In genetics, bioinformatics, drug discovery, and epidemiology, R is widely utilised. R is used in drug research, for example, to crunch data from pre-clinical studies and determine the safety of a medicine. Further, it is used in epidemiology to forecast how a disease would spread in a pandemic.


R is used in retail and e-commerce to measure risk and develop marketing strategies. R’s machine learning skills promote cross-selling and propose better-related goods at checkout to increase profitability and sales. R is also utilised for sales modelling and targeted advertising in the retail industry. For data analytics, both Amazon and Flipkart employ the R programming language.


Many businesses use the R programming language to evaluate client feedback to enhance their goods.

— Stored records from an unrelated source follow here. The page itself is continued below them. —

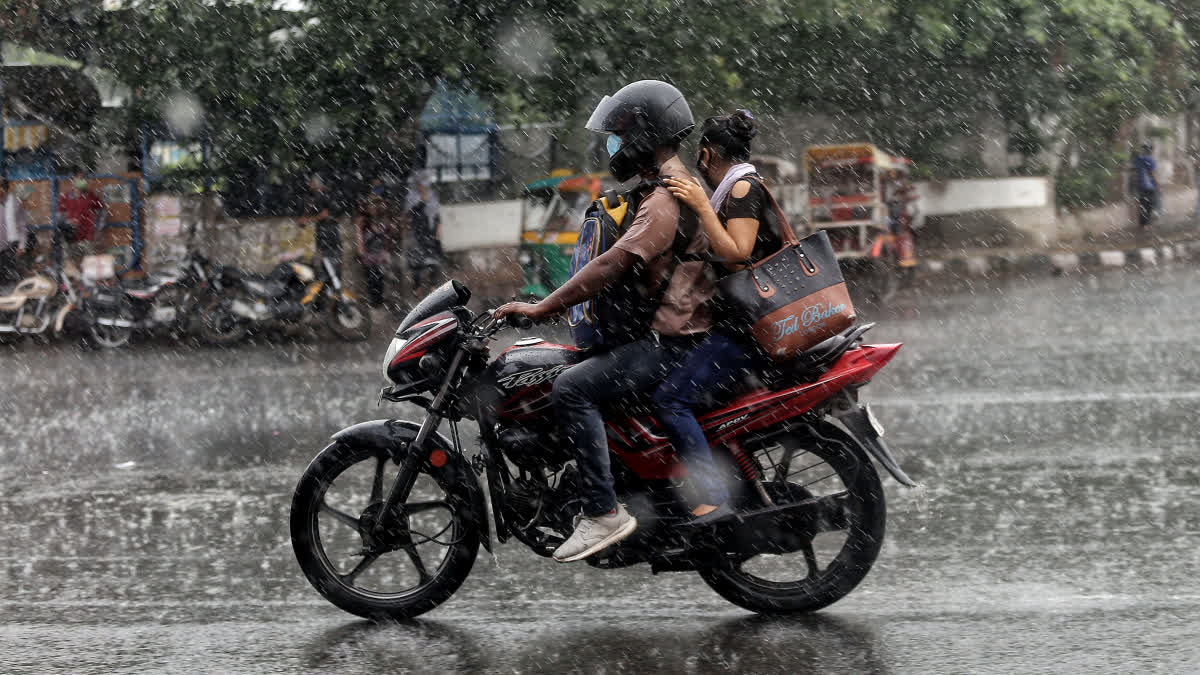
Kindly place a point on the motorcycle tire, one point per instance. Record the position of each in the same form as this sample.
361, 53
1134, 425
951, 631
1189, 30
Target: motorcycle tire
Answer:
349, 321
856, 555
307, 503
112, 336
219, 326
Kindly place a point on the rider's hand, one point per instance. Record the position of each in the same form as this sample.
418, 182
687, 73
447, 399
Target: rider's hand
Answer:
688, 191
534, 311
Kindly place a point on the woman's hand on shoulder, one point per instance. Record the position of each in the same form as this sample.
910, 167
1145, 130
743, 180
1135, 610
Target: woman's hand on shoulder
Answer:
688, 191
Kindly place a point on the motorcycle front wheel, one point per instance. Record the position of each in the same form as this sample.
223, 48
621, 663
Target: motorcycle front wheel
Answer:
219, 326
826, 469
406, 568
349, 321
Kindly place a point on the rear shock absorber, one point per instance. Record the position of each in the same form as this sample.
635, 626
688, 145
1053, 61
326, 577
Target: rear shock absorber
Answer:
749, 469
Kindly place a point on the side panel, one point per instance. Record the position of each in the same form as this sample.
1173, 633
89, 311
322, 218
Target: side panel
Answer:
517, 386
646, 451
396, 435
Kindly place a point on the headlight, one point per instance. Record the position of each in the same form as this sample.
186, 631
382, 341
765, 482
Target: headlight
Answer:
397, 344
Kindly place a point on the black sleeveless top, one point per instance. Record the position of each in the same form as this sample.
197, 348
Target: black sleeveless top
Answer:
755, 204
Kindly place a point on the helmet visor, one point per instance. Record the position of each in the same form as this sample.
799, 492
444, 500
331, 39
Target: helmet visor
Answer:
613, 144
612, 115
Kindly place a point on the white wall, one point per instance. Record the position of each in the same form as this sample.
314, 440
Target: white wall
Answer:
984, 195
480, 225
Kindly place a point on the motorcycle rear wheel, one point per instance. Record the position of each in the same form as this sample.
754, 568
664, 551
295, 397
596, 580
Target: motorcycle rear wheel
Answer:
861, 503
113, 336
349, 321
315, 543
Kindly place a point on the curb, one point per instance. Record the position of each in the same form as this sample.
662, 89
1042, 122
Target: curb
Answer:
983, 263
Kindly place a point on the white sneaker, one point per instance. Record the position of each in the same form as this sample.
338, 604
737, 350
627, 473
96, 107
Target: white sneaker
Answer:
594, 535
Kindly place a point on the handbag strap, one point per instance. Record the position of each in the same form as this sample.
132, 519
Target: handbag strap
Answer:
785, 228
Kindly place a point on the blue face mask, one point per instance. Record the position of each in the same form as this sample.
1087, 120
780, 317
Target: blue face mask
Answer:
613, 144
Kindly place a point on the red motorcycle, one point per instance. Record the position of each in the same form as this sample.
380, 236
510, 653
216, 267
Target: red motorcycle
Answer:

Ford Motor Company uses r to assess customer feedback on its automobiles and improve their design. Based on crop productivity and other data, John Deere utilises R to determine how many spare parts and goods they need to make.

Data Journalism:

To convey a storey, data journalists use data. They are journalists and data scientists who use public data to gain insights into our world and how we live. It might be data from local government and police sources to tell a crime storey, financial data to demonstrate the status of a country’s economy or any other type of data that reveals an intriguing pattern in how our world works. R is a popular programming language among data journalists because it unearths these insights and creates visually attractive graphics that illustrate the storey.

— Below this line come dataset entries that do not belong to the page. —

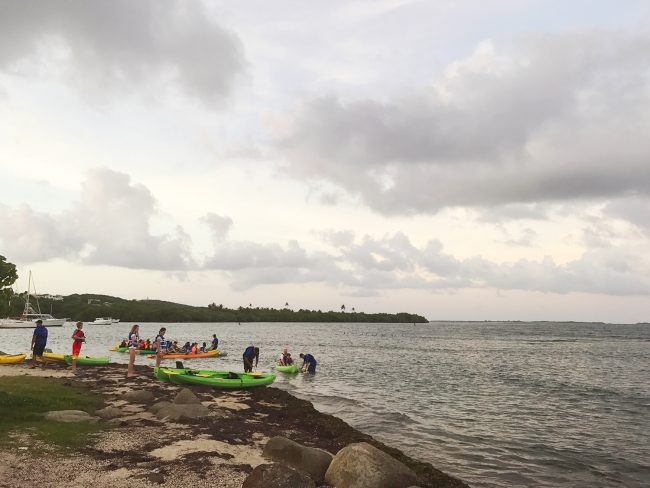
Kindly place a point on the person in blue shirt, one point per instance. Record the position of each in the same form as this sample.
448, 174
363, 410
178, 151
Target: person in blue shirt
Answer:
308, 363
251, 353
39, 341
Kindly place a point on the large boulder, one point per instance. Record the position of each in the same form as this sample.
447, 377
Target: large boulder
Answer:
309, 460
364, 466
157, 406
70, 416
277, 476
176, 412
186, 397
138, 396
109, 413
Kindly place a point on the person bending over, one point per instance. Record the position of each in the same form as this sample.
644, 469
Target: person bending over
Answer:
309, 363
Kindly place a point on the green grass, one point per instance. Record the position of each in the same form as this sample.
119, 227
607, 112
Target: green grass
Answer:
24, 400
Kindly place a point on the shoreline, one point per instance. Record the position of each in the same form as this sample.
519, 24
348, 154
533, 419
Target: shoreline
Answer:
218, 450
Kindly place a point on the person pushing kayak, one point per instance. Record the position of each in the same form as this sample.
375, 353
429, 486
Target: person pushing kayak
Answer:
251, 353
78, 338
308, 363
160, 344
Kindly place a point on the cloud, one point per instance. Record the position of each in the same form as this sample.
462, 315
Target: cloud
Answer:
110, 225
563, 117
121, 44
634, 209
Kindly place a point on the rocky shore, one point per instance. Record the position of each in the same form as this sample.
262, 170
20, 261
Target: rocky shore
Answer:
162, 434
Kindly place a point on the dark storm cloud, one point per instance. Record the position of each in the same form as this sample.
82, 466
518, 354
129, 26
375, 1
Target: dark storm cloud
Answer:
564, 117
122, 43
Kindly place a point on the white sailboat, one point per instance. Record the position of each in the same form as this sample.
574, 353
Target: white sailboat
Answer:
30, 315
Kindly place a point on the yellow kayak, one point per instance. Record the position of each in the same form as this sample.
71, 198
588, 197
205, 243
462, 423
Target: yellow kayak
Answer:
12, 358
52, 356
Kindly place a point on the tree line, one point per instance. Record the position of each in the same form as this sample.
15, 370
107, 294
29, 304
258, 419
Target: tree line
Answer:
87, 307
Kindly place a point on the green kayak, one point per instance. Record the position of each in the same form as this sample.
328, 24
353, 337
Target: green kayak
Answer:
221, 380
291, 369
139, 351
87, 360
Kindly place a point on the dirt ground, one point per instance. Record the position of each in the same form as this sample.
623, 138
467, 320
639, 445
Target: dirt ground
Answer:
140, 450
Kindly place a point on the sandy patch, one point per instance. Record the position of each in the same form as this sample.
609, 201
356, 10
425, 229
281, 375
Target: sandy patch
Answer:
237, 454
21, 369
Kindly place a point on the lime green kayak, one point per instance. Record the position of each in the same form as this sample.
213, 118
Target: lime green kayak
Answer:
221, 380
291, 369
139, 351
87, 360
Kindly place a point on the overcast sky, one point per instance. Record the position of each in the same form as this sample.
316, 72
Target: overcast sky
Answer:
463, 160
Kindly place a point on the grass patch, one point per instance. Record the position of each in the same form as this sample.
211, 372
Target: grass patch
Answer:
24, 400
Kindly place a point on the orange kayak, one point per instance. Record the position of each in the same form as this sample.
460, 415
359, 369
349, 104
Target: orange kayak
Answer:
210, 354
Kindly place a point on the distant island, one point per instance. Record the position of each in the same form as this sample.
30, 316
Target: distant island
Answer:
86, 307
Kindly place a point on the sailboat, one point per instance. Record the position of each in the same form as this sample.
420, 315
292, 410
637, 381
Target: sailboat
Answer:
31, 315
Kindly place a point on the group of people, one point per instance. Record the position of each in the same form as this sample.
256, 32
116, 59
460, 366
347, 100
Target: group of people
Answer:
253, 353
39, 342
161, 346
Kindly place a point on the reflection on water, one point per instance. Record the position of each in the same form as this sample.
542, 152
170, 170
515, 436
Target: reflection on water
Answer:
497, 404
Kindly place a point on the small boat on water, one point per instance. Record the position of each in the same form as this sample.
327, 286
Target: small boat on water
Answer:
139, 351
30, 314
290, 369
220, 380
101, 321
12, 358
210, 354
87, 360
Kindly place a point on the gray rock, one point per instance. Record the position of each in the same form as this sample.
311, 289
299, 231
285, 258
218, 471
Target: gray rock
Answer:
157, 406
277, 476
70, 416
138, 396
185, 397
109, 413
176, 412
309, 460
364, 466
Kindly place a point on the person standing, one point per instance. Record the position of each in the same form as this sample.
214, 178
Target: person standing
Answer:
39, 341
308, 363
161, 346
133, 343
78, 338
251, 353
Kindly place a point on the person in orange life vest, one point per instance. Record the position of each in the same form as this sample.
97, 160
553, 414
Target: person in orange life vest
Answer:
78, 338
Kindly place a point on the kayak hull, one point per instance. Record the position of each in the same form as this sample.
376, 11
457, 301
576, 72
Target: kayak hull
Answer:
210, 354
291, 369
52, 356
88, 361
146, 352
12, 358
220, 380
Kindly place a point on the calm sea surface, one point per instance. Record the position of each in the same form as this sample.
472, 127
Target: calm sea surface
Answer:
496, 404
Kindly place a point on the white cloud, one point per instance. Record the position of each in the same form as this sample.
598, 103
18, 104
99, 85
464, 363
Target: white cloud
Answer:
109, 225
564, 117
121, 44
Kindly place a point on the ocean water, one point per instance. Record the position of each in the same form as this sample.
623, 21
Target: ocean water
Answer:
498, 404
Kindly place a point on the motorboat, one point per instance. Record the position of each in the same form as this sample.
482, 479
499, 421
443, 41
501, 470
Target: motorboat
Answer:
102, 321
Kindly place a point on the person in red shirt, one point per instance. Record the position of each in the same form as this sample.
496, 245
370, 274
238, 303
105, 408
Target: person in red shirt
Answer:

Features of R Programming Language

R has some unique characteristics that make it highly potent. The vector notation is likely the most important. We can conduct a sophisticated operation on a set of values with just one instruction with these vectors. R programming has the following characteristics:

  • It is a well-developed programming language that is easy and effective.
  • It has a set of tools for data analysis that are consistent and integrated.
  • It is a data analysis software.
  • It’s a well-designed, simple, and powerful language with user-defined, looping, conditional, and numerous I/O tools.
  • R has a set of operators for various calculations on arrays, lists, and vectors.
  • It has a lot of graphical approaches that may be customised.
  • It allows for efficient data handling and storage.
  • It is a powerful, open-source, and highly expandable software.
  • R is an interpretive programming language.
  • It enables us to use vectors to conduct many calculations.

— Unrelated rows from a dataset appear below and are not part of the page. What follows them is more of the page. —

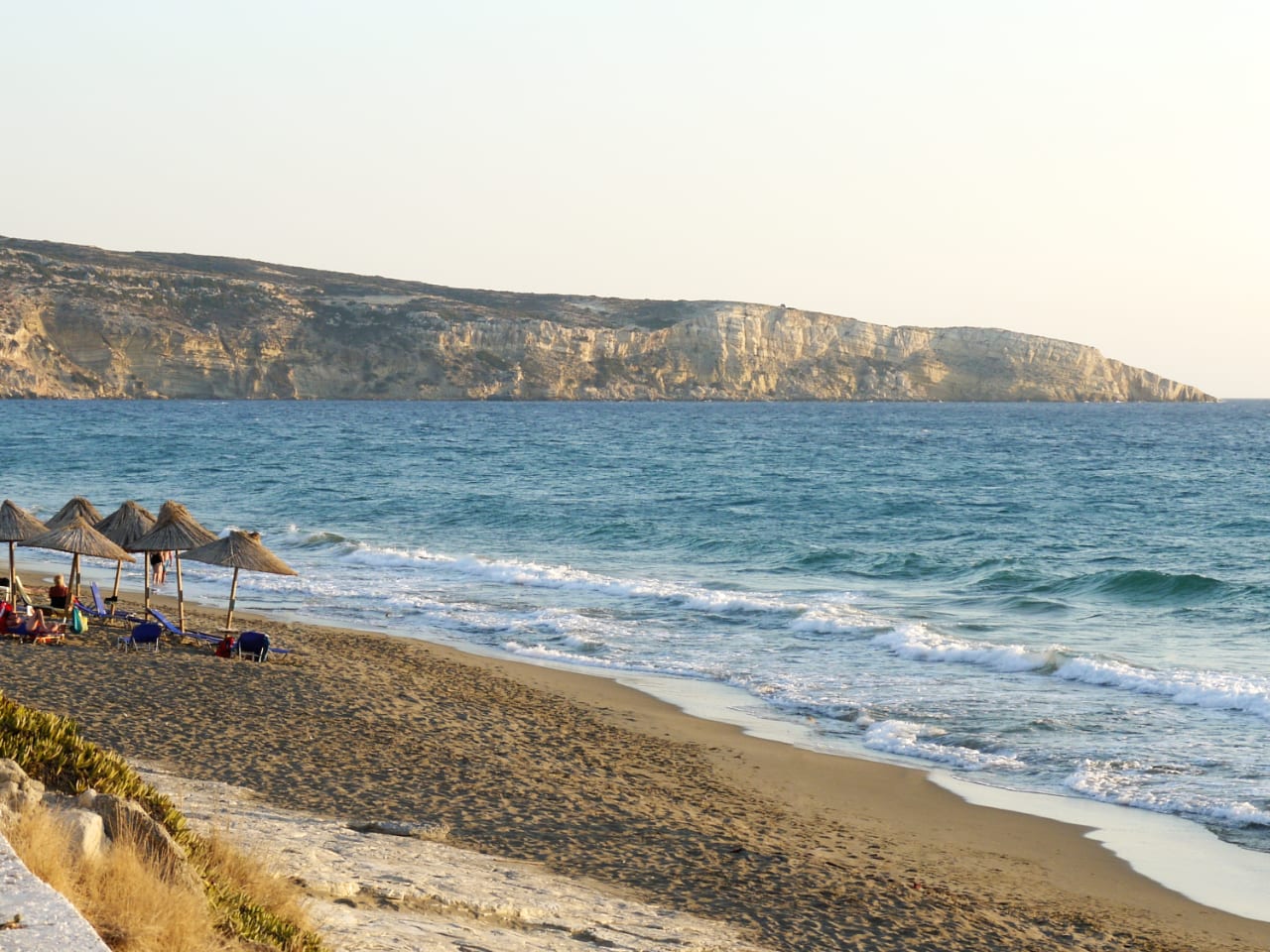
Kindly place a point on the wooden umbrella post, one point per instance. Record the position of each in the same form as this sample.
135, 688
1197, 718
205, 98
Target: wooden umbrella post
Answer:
229, 619
181, 592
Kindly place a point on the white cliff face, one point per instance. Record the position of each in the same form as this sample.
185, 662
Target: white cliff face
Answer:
91, 324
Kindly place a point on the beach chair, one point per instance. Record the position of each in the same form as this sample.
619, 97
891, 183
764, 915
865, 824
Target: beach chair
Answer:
144, 638
173, 630
202, 636
253, 644
102, 612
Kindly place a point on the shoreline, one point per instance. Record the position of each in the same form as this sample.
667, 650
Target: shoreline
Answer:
595, 778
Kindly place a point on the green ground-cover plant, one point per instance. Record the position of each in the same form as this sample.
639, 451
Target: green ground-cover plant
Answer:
50, 748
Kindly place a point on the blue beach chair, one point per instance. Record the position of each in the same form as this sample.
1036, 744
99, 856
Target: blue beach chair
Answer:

Why Use the R Programming Language?

R is unique in that it is not a general-purpose programming language, and it does not aim to be all things to all people. It excels at a few tasks, notably statistical analysis and data visualisation. While data analysis and machine learning tools are available for Python, R has built-in statistical features. No third-party libraries are required for the fundamental data analysis you can accomplish with the language.

Cleaning, feature engineering, feature selection, and import are critical tasks in data science. The data scientist’s responsibility is to understand the data, manipulate it, and expose the best strategy.

R is an excellent tool for implementing machine learning algorithms. R interacts with other languages and may invoke Python, Java, and C++. R also has access to the world of big data. Different databases, like Spark or Hadoop, can be connected to R.

Applications of R

  • Google
  • Facebook
  • Twitter
  • Sunlight Foundation
  • RealClimate
  • NDAA
  • FDA
  • ANZ

Pros and Cons of R

Like every other programming language, R also has some advantages and disadvantages that come with it. Because R is an ever-evolving language, many disadvantages will gradually fade away with future versions.


Platform Independent Language:

R is a platform-agnostic or cross-platform programming language, which means that its code runs on any operating system. R allows programmers to create software for various platforms by writing only one programme. R is elementary to install and use. It can be used on Windows, Linux, and Mac.

Open-Source Language:

An open-source language can be used without a licence or payment. R is a free and open-source programming language. By optimising our packages, creating new ones, and addressing difficulties, we may contribute to the development of R.

Machine Learning Operations:

We can use R to do machine learning tasks like classification and regression. R includes several tools and functionalities for creating artificial neural networks for this purpose—the top data scientists in the world use R.

Quality plotting and Graphing:

R makes excellent charting and graphing a breeze. Visually pleasing and aesthetic graphs are promoted by R libraries such as ggplot2 and plotly, which distinguish R from other computer languages.

Support for Data Wrangling:

We can perform data wrangling with R. R includes programmes like dplyr and readr that can turn unstructured data into a structured format.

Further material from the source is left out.